This went through a few rounds of testing on our internal benchmarks and it's at a point where there are no meaningful run-time regressions observed, but the compile-time improvements remain and are significant enough to move fwd with the change.
Approving to move things forward. If folks do encounter regressions from this change before or after landing, please flag them here.

This revision is now accepted and ready to land.May 24 2023, 2:50 PM
nikic added a comment.May 25 2023, 2:54 AM

Unfortunately I'm seeing a number of Rust optimization regressions with this change.

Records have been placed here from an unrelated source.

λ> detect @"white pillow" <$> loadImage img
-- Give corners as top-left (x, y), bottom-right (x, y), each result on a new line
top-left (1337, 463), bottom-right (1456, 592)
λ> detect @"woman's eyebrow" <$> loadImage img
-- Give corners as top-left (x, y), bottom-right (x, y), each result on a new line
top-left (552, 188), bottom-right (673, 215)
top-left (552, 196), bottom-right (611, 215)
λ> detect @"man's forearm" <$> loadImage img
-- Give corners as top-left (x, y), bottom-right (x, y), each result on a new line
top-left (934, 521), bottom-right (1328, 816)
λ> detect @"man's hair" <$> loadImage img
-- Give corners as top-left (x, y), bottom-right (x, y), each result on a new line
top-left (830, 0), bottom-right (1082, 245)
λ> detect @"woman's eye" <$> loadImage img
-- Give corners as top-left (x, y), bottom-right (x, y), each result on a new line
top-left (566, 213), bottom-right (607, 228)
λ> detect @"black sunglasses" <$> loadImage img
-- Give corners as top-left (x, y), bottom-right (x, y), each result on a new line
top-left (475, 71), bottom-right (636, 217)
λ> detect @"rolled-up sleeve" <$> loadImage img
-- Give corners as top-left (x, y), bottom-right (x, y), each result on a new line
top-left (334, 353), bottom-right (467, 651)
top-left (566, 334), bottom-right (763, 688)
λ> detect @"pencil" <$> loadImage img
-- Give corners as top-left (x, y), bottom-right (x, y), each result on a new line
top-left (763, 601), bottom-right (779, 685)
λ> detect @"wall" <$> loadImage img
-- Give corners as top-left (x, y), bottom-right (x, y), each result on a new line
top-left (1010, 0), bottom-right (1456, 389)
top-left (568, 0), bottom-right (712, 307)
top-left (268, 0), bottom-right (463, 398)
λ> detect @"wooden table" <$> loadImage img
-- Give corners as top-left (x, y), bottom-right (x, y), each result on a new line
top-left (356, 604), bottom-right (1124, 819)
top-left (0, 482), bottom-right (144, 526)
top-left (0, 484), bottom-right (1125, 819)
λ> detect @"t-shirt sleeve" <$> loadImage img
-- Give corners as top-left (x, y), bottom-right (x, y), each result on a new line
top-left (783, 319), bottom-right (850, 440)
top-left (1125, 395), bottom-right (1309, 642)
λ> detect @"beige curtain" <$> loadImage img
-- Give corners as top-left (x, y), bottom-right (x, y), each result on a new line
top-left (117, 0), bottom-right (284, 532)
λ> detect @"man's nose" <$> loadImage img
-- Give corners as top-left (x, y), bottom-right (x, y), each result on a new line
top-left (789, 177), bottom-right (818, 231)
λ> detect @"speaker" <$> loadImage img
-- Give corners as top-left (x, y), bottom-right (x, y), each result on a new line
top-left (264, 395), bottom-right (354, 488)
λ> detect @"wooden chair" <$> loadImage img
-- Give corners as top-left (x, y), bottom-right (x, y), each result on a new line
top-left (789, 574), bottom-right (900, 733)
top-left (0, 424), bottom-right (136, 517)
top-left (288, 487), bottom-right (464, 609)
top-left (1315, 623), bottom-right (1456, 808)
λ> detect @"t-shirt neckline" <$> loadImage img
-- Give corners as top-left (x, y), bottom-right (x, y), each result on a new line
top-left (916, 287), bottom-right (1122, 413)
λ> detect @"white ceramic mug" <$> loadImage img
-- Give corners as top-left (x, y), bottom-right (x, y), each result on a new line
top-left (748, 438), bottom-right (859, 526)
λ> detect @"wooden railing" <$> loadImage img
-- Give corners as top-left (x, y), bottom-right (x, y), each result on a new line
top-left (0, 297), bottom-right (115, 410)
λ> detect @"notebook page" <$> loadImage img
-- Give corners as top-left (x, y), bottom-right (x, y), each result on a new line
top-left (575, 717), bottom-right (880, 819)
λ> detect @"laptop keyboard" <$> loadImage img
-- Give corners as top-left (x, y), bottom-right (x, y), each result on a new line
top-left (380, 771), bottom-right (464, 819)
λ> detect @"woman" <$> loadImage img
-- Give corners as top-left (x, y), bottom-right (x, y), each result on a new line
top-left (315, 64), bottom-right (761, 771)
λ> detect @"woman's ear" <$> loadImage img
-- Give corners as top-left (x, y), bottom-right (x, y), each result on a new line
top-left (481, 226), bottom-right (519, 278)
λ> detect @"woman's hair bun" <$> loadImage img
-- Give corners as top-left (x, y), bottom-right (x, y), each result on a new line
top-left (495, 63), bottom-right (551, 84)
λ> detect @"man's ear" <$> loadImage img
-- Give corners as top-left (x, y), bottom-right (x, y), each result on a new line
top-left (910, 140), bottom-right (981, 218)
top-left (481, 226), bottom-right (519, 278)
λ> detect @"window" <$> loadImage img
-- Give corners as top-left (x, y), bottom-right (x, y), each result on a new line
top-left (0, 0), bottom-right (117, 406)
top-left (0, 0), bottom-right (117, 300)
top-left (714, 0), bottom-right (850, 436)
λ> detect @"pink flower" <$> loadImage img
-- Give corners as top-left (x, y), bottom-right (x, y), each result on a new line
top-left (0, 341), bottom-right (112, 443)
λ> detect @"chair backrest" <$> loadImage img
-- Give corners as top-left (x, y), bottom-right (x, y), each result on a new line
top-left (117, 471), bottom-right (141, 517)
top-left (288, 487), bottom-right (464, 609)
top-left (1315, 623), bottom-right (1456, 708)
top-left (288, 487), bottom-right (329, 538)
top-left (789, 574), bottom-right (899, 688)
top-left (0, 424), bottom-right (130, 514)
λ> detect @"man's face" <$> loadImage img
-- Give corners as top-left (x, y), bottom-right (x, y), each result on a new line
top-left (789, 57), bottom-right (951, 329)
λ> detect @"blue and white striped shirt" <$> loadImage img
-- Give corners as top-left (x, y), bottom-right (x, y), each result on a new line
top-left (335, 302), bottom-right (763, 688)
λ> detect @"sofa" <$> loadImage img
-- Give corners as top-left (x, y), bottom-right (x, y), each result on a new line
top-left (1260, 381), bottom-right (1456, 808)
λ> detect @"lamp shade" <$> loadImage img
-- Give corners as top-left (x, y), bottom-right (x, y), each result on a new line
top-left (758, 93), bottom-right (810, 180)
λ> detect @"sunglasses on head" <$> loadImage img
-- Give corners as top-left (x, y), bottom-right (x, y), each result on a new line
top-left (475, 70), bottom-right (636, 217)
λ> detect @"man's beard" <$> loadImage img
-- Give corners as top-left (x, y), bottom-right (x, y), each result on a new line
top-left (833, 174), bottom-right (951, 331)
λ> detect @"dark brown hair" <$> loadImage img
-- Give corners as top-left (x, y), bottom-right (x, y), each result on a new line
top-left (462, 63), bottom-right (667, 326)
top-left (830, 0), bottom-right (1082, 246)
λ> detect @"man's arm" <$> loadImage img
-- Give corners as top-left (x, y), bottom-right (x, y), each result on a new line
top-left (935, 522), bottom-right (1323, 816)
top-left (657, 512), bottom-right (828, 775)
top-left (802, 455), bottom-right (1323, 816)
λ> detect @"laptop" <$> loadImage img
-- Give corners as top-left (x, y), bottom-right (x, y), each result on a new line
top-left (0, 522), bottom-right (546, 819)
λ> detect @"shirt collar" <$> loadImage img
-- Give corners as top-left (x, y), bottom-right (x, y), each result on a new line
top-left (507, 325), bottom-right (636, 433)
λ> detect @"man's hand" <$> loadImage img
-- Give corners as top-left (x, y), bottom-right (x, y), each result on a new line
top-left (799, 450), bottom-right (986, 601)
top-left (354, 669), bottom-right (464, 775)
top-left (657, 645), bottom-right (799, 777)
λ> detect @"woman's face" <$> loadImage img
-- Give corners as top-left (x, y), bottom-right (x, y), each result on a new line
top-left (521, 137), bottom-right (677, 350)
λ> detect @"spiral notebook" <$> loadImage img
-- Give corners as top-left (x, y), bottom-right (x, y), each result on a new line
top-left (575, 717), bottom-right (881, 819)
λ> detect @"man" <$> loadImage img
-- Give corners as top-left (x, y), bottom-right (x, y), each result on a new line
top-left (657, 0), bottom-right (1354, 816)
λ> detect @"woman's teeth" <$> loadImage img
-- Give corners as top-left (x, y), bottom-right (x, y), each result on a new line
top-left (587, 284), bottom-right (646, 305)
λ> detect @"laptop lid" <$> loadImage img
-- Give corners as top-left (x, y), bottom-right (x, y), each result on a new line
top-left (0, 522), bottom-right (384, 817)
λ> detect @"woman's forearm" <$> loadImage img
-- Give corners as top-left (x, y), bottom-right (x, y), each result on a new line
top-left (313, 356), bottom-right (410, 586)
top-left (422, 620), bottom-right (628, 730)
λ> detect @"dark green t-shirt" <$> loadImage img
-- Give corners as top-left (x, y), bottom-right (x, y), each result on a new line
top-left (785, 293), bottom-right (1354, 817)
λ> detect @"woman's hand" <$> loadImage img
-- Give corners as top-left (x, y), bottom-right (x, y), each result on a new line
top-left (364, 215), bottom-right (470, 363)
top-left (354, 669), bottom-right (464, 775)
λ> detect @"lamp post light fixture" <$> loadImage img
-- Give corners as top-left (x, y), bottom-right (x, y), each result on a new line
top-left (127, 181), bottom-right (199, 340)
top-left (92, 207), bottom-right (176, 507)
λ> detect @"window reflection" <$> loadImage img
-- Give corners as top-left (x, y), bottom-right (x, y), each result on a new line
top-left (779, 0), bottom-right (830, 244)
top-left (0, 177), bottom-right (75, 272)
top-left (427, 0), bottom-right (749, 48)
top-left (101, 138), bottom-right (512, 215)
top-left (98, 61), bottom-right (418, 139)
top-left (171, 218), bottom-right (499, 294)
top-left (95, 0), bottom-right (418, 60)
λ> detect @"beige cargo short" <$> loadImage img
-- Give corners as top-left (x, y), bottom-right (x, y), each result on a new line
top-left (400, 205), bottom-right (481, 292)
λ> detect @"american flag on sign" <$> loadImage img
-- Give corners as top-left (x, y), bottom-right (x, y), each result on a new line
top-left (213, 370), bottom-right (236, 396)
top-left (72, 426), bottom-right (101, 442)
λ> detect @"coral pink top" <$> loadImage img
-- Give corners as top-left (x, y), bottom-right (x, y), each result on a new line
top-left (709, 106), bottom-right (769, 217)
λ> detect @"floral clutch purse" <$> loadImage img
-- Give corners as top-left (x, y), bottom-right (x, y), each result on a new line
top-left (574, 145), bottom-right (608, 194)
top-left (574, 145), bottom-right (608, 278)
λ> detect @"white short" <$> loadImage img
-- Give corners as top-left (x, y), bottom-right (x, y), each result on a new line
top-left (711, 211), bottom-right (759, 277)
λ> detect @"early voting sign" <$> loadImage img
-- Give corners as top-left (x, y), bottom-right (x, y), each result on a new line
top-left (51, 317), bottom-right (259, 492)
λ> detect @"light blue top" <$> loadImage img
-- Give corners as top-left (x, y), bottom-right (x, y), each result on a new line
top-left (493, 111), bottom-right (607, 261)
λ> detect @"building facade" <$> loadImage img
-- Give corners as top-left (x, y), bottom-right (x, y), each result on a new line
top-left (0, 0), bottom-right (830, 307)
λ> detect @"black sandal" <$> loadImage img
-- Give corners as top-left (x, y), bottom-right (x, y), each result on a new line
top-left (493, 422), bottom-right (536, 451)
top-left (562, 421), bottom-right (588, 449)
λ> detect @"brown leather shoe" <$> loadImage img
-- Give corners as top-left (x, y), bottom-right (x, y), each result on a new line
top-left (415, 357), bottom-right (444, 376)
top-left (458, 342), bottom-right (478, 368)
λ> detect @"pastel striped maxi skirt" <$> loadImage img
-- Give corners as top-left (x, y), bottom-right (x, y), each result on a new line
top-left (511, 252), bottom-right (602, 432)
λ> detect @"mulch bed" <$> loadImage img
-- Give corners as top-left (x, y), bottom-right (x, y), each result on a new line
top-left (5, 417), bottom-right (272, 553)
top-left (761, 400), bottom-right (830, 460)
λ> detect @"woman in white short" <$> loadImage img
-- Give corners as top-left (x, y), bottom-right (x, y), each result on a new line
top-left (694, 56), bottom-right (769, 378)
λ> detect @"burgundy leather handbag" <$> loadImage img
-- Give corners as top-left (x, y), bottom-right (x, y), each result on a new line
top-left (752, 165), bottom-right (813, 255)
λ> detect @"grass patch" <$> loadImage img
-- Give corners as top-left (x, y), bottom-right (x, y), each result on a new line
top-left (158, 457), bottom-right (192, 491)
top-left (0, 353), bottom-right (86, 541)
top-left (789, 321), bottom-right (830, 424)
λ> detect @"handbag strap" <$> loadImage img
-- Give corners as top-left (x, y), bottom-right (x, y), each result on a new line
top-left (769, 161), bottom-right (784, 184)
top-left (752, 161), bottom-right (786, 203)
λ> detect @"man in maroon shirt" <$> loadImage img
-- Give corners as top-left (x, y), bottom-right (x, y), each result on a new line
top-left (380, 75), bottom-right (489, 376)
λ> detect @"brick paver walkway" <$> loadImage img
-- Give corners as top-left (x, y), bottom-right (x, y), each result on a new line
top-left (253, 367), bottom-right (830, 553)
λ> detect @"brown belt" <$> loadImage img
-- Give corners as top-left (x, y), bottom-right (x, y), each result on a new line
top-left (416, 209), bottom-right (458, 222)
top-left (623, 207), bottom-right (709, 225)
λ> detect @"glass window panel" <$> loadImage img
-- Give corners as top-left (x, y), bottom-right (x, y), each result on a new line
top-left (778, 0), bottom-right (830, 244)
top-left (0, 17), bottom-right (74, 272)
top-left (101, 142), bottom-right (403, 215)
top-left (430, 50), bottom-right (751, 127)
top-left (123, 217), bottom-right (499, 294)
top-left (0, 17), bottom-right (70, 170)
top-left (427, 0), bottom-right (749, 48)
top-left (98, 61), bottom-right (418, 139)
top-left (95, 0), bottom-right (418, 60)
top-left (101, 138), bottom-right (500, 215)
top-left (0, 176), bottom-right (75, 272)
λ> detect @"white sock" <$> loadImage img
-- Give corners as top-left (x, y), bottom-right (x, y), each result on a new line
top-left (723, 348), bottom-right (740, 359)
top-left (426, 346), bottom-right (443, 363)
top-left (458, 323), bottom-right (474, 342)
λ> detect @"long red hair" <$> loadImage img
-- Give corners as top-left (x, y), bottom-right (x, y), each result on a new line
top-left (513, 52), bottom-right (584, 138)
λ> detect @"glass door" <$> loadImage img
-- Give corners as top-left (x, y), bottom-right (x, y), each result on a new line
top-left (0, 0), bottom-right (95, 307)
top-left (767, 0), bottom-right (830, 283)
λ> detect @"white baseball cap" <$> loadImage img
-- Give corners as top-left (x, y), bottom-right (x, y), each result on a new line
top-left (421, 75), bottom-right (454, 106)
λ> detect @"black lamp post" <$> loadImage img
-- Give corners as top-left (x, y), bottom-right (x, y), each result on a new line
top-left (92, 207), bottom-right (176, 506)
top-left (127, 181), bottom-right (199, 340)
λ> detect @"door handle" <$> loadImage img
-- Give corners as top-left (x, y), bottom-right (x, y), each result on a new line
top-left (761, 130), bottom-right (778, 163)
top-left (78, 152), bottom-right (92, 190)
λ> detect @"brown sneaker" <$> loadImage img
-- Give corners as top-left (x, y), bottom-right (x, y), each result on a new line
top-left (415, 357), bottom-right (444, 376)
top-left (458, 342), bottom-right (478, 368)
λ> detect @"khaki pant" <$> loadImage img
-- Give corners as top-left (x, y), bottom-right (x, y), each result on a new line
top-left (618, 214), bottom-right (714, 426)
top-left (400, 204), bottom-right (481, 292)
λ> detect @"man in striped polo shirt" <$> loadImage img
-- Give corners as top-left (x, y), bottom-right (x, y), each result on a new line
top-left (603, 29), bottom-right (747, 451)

I'll try to reduce those to some PhaseOrdering tests.

nikic added a comment.May 25 2023, 3:05 AM

Here are two inputs that currently fold down to constants and no longer do so with this patch: https://gist.github.com/nikic/4a714ea550bf2252543570585f642af2 These need further reduction for PhaseOrdering tests, but should be a good starting point for analysis...

@nikic could you try running this over the rust tests again?

nikic added a comment.Jul 7 2023, 1:29 AM

@nikic could you try running this over the rust tests again?

Ignoring some unrelated powerpc data layout failures, these codegen tests fail:

[codegen] tests/codegen/issues/issue-45222.rs
[codegen] tests/codegen/issues/issue-45466.rs
[codegen] tests/codegen/issues/issue-69101-bounds-check.rs
[codegen] tests/codegen/iter-repeat-n-trivial-drop.rs
[codegen] tests/codegen/slice-as_chunks.rs

The iter-repeat-n-trivial-drop.rs and slice-as_chunks.rs failures are cosmetic.

issues-45222.rs is the same as last time (loop not folded to constant).

issue-45466.rs fails to convert a loop into a memset 0 (this looks like the simplest test case, because it has essentially just one function in initial IR).

issue-69101-bounds-check.rs leaves behind panic_bounds_checks in already_sliced_no_bounds_check.

I've put the input IR for these three failure up at https://gist.github.com/nikic/9ec0bc02d451e7abd0f8d78800c2206c.